Company Harvesting Human Body Heat To Mine Cryptocurrencies

Dutch Startup Emulates ‘The Matrix’ By Utilizing Human Energy

A Dutch startup has been using the body heat of volunteers to mine cryptocurrencies in a project reminiscent of “The Matrix.”

by Mikael Thalen,

The Institute of Human Obsolescence (IoHO), a business venture based in The Hague, Netherlands, since 2015 has utilized specially-designed bodysuits to turn excess body heat into digital currency.

“A single human body at rest radiates 100 watts of excess heat,” IoHO’s website states. “We created a body-suit that uses thermoelectric generators to harvest the temperature differential between the human body and ambient and converts it into usable electricity. The electricity generated is then fed to a computer that produces cryptocurrency.”
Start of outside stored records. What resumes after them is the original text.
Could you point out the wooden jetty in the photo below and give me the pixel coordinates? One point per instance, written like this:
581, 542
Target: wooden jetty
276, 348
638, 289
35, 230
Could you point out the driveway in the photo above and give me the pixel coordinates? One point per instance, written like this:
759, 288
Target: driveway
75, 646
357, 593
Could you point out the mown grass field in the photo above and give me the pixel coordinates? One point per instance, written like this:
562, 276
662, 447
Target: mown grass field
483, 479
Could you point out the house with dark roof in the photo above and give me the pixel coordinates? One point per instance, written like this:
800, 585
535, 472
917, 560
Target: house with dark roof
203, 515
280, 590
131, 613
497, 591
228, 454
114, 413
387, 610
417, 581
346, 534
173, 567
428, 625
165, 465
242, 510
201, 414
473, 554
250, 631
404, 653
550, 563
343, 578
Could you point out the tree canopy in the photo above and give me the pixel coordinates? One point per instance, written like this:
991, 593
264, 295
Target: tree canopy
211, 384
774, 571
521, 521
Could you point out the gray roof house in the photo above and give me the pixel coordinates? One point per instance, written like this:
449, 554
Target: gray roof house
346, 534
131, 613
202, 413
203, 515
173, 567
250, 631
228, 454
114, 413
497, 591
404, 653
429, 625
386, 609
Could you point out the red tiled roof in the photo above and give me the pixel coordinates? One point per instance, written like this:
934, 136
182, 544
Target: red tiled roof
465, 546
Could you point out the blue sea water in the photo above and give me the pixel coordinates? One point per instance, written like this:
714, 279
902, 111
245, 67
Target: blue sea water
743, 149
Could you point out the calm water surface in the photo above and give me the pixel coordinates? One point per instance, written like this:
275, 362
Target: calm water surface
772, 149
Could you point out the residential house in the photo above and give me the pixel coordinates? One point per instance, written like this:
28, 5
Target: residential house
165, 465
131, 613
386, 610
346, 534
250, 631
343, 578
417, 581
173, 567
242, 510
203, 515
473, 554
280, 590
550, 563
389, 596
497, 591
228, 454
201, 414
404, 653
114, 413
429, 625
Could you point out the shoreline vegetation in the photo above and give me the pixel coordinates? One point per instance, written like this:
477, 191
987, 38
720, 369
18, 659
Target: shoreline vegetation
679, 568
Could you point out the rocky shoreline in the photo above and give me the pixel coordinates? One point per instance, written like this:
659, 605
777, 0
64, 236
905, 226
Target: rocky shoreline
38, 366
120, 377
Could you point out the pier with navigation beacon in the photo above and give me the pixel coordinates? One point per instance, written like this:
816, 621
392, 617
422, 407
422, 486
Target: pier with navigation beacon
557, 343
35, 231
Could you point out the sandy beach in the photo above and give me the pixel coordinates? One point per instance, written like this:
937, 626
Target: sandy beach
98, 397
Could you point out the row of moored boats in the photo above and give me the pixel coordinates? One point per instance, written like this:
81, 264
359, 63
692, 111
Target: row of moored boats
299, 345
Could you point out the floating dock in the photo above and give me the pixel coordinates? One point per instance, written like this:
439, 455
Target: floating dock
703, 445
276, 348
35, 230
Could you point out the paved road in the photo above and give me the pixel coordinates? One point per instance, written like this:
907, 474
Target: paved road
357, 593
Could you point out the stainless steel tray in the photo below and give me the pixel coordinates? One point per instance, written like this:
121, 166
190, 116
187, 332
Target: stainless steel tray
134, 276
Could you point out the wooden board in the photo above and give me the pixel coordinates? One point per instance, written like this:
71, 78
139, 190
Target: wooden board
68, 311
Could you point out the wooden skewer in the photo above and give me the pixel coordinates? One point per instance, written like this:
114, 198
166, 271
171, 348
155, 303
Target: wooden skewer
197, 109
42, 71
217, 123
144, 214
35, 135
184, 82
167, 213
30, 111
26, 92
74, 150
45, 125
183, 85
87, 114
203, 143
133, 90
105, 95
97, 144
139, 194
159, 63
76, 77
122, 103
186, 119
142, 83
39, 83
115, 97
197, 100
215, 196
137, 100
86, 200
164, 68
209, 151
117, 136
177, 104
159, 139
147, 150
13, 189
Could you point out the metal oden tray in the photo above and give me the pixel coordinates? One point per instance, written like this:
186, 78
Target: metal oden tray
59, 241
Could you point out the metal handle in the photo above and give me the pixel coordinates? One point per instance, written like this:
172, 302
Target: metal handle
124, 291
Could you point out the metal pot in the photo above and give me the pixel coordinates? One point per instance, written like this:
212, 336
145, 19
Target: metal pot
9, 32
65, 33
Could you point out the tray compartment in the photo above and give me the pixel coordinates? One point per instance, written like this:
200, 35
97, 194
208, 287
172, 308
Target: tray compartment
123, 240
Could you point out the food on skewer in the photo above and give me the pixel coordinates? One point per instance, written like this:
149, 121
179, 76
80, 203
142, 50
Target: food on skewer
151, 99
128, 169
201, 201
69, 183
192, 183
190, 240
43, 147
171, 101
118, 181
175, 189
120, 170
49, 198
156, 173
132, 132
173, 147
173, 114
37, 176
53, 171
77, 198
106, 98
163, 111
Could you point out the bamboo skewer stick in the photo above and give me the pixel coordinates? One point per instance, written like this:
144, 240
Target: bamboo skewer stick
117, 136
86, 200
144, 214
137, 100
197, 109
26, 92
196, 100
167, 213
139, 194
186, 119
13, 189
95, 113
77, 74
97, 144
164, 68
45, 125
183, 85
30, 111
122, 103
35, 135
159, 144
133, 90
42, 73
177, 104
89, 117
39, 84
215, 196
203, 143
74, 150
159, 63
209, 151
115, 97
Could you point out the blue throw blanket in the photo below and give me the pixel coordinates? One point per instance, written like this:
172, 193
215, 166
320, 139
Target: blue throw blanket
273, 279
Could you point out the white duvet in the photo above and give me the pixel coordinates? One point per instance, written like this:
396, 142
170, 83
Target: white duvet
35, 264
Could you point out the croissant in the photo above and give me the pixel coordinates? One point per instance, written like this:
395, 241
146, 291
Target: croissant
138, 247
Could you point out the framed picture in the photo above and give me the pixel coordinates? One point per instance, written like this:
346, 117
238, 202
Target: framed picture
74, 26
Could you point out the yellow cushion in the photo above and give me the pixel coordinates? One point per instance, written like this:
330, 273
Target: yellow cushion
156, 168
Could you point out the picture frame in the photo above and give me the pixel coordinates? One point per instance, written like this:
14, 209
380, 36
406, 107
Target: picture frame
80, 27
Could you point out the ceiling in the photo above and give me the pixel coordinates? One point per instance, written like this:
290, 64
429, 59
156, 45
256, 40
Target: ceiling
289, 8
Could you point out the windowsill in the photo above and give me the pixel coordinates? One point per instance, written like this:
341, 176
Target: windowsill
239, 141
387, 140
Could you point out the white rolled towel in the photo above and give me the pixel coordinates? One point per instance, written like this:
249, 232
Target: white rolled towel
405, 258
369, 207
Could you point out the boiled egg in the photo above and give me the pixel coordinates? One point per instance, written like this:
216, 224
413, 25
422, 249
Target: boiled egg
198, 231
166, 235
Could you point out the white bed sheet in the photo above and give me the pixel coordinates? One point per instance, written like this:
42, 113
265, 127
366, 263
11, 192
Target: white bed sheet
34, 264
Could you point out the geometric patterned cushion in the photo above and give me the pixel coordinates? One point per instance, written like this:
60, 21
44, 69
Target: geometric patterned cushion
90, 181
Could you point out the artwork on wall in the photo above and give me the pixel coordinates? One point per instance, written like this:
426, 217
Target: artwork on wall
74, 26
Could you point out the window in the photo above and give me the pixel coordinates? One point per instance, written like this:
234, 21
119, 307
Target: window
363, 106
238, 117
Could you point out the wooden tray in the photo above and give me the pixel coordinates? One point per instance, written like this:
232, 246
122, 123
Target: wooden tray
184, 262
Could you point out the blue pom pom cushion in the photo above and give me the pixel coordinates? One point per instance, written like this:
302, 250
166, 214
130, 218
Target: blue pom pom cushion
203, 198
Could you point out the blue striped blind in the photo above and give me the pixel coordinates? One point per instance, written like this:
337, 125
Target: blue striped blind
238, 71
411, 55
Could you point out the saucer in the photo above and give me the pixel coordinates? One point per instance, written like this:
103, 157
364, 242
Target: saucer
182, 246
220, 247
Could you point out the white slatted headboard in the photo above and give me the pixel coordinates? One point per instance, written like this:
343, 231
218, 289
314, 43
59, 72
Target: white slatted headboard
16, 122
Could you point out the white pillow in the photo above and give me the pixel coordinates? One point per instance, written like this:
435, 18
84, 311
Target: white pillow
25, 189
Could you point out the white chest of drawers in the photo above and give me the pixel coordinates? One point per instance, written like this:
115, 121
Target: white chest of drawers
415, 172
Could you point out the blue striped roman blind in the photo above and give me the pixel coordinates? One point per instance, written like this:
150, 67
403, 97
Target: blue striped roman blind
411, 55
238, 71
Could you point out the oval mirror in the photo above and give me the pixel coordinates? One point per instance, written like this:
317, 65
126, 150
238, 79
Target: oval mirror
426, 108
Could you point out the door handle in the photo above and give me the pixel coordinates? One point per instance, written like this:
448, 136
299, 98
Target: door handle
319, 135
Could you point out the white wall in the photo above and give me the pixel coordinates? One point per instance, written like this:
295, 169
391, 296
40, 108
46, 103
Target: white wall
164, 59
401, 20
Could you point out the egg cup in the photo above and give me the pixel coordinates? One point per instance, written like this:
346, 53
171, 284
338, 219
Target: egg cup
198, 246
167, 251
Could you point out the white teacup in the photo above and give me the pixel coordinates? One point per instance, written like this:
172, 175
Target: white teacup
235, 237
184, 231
More than 37 volunteers have reportedly produced 127,210 over the course of 212 hours since the project’s inception.

The company says it has focused solely on alternative coins such as Dash and Lisk, as opposed to Bitcoin, given the relatively low energy requirements needed for mining.
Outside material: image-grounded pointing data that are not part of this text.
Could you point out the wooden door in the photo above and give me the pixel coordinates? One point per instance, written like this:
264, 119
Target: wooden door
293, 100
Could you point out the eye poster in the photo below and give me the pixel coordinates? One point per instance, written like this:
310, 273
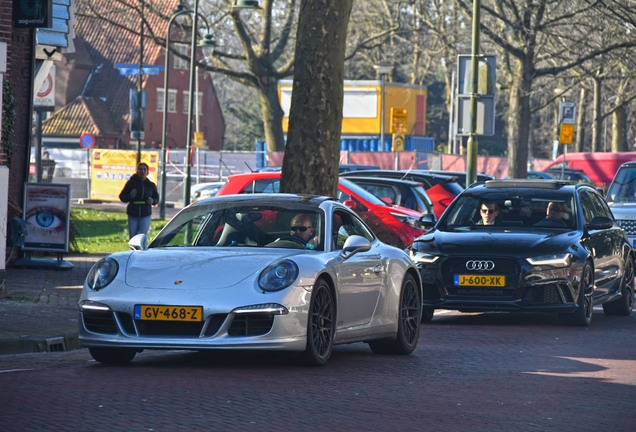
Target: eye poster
47, 214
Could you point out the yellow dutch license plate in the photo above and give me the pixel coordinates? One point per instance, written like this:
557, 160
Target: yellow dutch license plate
479, 280
168, 313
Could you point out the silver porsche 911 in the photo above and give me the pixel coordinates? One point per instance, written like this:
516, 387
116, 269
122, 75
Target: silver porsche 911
265, 271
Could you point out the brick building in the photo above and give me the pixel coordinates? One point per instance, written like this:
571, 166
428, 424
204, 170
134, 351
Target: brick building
17, 65
91, 95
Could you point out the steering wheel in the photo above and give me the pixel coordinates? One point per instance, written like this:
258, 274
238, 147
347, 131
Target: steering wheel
293, 239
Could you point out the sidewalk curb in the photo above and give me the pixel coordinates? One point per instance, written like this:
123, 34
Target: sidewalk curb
35, 344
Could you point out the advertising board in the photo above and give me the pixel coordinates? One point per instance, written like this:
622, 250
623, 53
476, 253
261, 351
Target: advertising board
111, 169
47, 216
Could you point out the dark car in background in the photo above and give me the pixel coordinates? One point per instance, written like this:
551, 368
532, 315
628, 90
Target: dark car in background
461, 176
525, 262
572, 174
441, 189
355, 167
405, 193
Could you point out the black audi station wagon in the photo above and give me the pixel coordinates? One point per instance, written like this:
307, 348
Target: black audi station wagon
553, 246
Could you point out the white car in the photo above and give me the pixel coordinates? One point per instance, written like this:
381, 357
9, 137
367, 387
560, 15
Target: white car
621, 199
230, 272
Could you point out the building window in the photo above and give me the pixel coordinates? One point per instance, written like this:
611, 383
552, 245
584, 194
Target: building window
180, 63
172, 100
186, 102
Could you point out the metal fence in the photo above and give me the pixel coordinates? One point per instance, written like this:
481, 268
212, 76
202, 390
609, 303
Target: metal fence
69, 166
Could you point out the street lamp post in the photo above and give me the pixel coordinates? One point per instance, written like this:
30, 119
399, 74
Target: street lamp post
166, 71
207, 42
382, 70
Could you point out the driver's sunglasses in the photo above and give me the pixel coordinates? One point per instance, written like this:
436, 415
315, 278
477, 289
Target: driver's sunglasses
301, 229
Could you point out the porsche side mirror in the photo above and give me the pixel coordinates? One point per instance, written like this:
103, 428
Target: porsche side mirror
138, 242
598, 223
353, 245
351, 204
428, 220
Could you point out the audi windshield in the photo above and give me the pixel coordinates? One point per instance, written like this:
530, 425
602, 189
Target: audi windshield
511, 211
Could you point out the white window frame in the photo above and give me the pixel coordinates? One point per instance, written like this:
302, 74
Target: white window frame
172, 99
180, 63
186, 102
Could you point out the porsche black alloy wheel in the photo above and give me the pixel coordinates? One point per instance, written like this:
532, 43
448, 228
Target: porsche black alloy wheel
112, 355
408, 322
583, 315
625, 304
320, 326
427, 314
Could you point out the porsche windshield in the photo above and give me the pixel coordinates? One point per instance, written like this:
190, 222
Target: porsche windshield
232, 224
516, 210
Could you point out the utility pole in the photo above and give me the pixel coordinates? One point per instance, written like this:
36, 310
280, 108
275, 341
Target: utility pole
472, 146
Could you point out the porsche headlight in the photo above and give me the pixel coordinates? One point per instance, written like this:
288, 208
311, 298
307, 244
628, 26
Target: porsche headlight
411, 221
102, 273
278, 276
422, 257
558, 260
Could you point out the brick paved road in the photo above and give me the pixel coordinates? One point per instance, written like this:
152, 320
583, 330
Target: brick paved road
489, 372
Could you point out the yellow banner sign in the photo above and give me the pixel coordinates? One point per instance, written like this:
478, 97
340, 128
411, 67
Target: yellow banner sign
111, 169
399, 120
398, 142
567, 132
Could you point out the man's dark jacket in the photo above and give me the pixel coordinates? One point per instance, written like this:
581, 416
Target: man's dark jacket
138, 205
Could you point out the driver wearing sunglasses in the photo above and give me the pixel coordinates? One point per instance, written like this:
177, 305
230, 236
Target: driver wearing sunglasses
489, 210
302, 227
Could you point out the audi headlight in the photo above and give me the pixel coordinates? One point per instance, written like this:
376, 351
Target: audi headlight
278, 276
422, 257
102, 273
557, 260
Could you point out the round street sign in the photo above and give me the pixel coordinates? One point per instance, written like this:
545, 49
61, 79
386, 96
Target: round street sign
87, 141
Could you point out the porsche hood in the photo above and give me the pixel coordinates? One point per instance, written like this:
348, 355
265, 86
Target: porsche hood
194, 268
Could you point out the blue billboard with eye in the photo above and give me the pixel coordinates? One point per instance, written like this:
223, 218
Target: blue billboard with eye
47, 216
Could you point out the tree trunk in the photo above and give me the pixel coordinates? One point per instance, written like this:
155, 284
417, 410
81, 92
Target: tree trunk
519, 120
272, 115
619, 132
597, 121
312, 153
578, 143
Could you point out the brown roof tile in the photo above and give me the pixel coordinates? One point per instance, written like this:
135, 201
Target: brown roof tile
82, 115
108, 43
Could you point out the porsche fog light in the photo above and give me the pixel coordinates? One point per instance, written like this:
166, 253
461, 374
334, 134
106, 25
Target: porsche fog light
102, 273
273, 308
422, 257
278, 276
558, 260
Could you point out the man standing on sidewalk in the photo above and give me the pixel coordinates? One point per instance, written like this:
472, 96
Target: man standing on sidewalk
140, 194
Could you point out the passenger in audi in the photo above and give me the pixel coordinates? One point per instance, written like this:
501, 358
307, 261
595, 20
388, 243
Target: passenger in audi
489, 211
555, 212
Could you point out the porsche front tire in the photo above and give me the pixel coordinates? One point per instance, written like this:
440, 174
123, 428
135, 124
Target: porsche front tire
320, 326
112, 355
409, 318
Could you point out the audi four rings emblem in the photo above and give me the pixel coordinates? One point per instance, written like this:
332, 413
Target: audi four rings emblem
480, 265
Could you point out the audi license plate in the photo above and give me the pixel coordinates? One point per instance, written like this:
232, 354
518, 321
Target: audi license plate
168, 313
476, 280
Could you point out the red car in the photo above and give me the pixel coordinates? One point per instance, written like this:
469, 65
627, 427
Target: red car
394, 225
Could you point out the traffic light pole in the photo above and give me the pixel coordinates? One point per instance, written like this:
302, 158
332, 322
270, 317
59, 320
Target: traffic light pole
472, 145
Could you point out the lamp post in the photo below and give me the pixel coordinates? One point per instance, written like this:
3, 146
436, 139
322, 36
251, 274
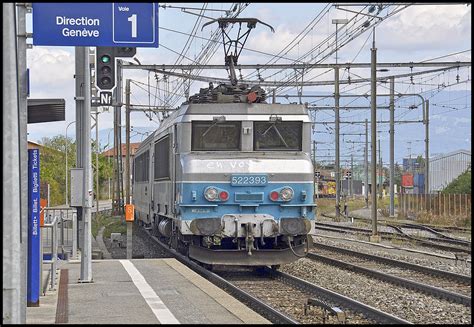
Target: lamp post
108, 142
67, 202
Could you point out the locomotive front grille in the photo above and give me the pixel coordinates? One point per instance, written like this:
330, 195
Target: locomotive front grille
257, 197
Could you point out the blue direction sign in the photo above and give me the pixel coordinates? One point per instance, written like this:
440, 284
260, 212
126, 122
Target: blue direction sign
96, 24
33, 274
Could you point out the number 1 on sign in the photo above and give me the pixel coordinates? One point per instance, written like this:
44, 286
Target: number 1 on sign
133, 20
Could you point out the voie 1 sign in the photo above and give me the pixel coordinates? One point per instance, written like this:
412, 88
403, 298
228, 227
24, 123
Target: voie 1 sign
95, 24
Speaking with Motherboard’s Daniel Oberhaus, IoHO founder Manuel Beltrán explained how the venture has progressed.

“We never mined bitcoins because it would be useless to produce them with human heat,” Beltrán said. “We exclusively mined altcoins and some of them have risen over 46,000% in value. What in the beginning was just small cents now became substantial amounts of money.”

Of the 16,594 coins mined, volunteers kept 80 percent while the remaining 20 were kept by the IoHO.
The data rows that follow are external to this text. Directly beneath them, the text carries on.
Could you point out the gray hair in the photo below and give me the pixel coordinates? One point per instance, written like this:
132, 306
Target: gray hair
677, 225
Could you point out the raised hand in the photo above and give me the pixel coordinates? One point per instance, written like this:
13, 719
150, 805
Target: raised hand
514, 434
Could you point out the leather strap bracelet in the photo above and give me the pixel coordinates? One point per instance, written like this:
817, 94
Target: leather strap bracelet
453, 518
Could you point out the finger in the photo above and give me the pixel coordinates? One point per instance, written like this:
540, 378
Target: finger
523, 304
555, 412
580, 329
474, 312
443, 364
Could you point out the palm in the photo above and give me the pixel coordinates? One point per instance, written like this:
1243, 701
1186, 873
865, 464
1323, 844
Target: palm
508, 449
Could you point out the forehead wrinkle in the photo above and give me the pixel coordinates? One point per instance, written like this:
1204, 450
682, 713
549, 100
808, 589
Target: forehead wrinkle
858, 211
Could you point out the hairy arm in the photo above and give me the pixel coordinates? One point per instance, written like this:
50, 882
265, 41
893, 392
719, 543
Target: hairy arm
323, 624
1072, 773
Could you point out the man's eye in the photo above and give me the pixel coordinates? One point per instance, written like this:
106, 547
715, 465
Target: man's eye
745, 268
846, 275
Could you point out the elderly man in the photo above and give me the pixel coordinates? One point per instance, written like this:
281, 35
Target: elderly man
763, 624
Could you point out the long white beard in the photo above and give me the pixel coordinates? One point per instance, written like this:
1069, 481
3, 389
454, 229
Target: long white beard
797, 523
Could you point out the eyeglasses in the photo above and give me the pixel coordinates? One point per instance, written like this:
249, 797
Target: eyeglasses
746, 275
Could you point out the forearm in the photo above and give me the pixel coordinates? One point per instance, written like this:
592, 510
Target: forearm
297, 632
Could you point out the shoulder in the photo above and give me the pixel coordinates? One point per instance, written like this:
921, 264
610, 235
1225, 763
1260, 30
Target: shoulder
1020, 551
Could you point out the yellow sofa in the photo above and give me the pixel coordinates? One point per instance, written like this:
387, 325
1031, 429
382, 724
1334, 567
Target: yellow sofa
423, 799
Oberhaus estimates that had the startup attempted to mine a single Bitcoin, it would have taken more than 44,000 volunteers spending 24 hours per day in the bodysuit for one month.

“To do 1 bitcoin per month with IoHO’s tech—which in terms of efficiency is on par with most affordable wearable thermoelectric generators available today—you’d need around 44,000 people providing their body energy 24/7,” Oberhaus writes.

The IoHO bodysuits are believed to only be capable of harvesting less than 1 percent of the body heat produced by the volunteers.

“Machines are outing us,” the IoHO website states. “As some time ago happened to horses after the invention of the steam engine, humans are becoming obsolete to perform mechanical labor, soon, with the advance of artificial intelligence, it will also affect our possibilities to be useful workers performing intellectual labor.”